Without guidance on how to prevent this dangerous habit in your community, how can you expect to cut down on the ever-rising distracted driving injuries and fatalities?

Three Main Distraction Types

With three main types of distraction, teens must know the different ways in which they can have their attention diverted from the road.

Visual

Visual distractions, like taking your eyes off the road, prevent you from seeing incoming objects, like cars or animals that have drifted into your lane.

Manual

Manual distractions, like taking your hands off the wheel to text on your phone, eat some food, or drink coffee on the way to school, can prevent you from having two hands on the wheel to control the car efficiently.

Cognitive

Lastly, cognitive distractions, which involve taking your mind off of what you’re doing, like daydreaming about school, thinking about your plans, or wondering about other topics, can distract you mentally from what you are visually seeing on the road.

With teenagers not being aware of how they can be distracted on the road, how can you expect them to focus on avoiding these destructive habits? 

When teens understand and comprehend the risks of using their phones while operating their vehicles, change occurs! Teenagers nowadays have a whole world at their fingertips – their phone is full of text messages, social media sites like Instagram, Snapchat, and TikTok, and photos that can cognitively distract them from the road. Snapchat alone is used frequently behind the wheel, comprising 38% of app cell phone usage. This app includes teens taking quick photos of themselves or their surroundings, writing short captions, and sending them to their friends – this process takes at least 10 seconds, and is an extremely risky distraction. 

The dangers often seem trivial until you can see the true consequence of bad driving etiquette. 

Engaging in visual-manual subtasks increase the risk of getting into a crash by three times. 

Awareness is the key

Education is important and the StopWrex program makes it simple to see the dangers with a program that’s creative and engaging. Without awareness, teens may be more likely to reach for their phones while behind the wheel.

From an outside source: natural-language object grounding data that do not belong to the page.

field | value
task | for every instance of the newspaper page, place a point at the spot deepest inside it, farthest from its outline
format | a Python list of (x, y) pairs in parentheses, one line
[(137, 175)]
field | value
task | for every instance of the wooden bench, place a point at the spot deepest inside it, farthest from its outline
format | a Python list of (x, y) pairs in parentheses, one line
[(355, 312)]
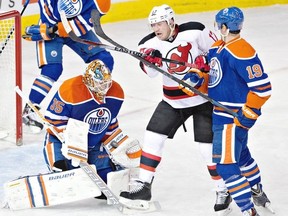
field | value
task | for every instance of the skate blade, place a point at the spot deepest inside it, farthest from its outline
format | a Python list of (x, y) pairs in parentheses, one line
[(4, 134), (31, 129), (152, 207), (269, 208), (224, 212)]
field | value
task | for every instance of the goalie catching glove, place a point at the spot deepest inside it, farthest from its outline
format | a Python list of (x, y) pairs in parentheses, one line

Instead of the driver reaching for their phone, there can be apps installed on teenager’s phones to prevent distracted driving. Another “old-fashioned” way of monitoring cell phone use is if the teen can be confident enough to designate a “cell phone user” in the car. This can be the driver’s passenger or someone in the back seat who is in charge of communication with people not in the car. This can prevent the driver from even being tempted to communicate or use their phone

Having a distracted driving program can give your peers the confidence to ask passengers to obey your rules while they are in your car. This means they should buckle up, not distract you, keep the music at a normal volume, and stay in their seats. 

A distracted driving program empowers teens with knowledge, confidence, and the ability to trust in their own driving skills. With this newfound confidence, teen drivers can ask, and even insist, that passengers “keep it cool” while you’re driving!